Management of geriatric animals in zoos

This week has seen several articles in the press on the topic of geriatric animal management in zoos, an issue which our own Heather Bacon has presented on at a number of international conferences.

Improved zoo animal husbandry and healthcare is playing a key role in increasing the longevity of some species housed in zoos. Attention towards zoo animals is often focussed on charismatic species, but as veterinarians we have a duty to provide excellent standards of health care and welfare to a large variety of taxa including invertebrate, amphibian and reptile species, and this poses unique professional and ethical challenges. In general there is a contrast between human medicine where there is considerable effort to prolong life even at a temporary welfare cost, and veterinary work where the priority of any intervention is about its immediate welfare impact, both on the individual animal’s welfare state, and the potential welfare impacts on other members of the group in social species. Many age-related changes in zoo animals have parallels in our domestic pets and even in the human population. These chronic and progressive disease syndromes will often be managed by medical treatments, specific husbandry changes and close monitoring, to ensure that the individual animal’s quality of life remains good.

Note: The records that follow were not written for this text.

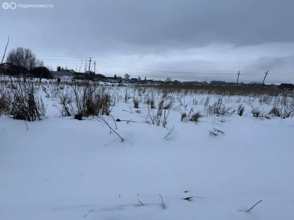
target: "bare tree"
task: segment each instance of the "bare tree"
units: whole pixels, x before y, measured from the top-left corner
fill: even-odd
[[[41,62],[37,60],[37,60],[36,54],[30,49],[19,47],[16,49],[10,50],[7,55],[6,62],[15,66],[20,72],[18,73],[23,75],[24,81],[25,82],[28,71],[32,70],[37,64],[40,64]]]
[[[1,63],[3,63],[3,61],[4,60],[4,57],[5,57],[5,54],[6,53],[6,50],[7,49],[7,46],[8,45],[8,43],[9,42],[9,35],[8,35],[8,40],[7,41],[7,43],[6,46],[5,47],[5,50],[4,50],[4,54],[3,54],[3,57],[2,58],[2,60],[1,61]]]
[[[45,66],[45,64],[44,63],[44,61],[42,60],[36,59],[35,63],[33,65],[32,67],[33,70],[35,67],[42,67]]]
[[[131,77],[131,76],[129,75],[127,73],[126,73],[125,74],[125,79],[127,80],[128,80],[130,79],[130,77]]]

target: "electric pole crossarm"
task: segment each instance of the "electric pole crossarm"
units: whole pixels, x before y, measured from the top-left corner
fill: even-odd
[[[240,73],[240,71],[239,71],[239,72],[238,73],[237,73],[237,74],[238,74],[238,78],[237,79],[237,85],[238,85],[238,81],[239,81],[239,75],[240,74],[241,74]]]
[[[266,71],[266,72],[264,73],[265,74],[265,75],[264,76],[264,78],[263,79],[263,81],[262,81],[262,84],[261,84],[262,85],[263,85],[263,83],[264,82],[264,80],[265,79],[265,77],[266,77],[266,75],[268,74],[268,70]]]

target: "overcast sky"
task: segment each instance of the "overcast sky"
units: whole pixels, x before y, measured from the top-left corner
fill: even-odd
[[[294,83],[293,0],[14,2],[53,7],[0,8],[3,52],[9,35],[55,69],[91,57],[108,76]]]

Ensuring good animal welfare is an essential foundation of the modern zoo, and a primary responsibility of all veterinary surgeons in the UK. The Five welfare provisions for zoo animals are set down in the Secretary of State’s standards of modern zoo practice. Zoos need healthy, stable and reproductively fit populations with adequate genetic diversity and experiencing good animal welfare, to make a meaningful and sustainable contribution to conservation of species in their care, and also to ensure a positive visitor experience. Additionally veterinary surgeons have a professional and ethical obligation to “make animal welfare their overriding consideration at all times”. It is important that the zoo community and veterinary profession continue to work towards meeting the unique challenges created by geriatric zoo animal management.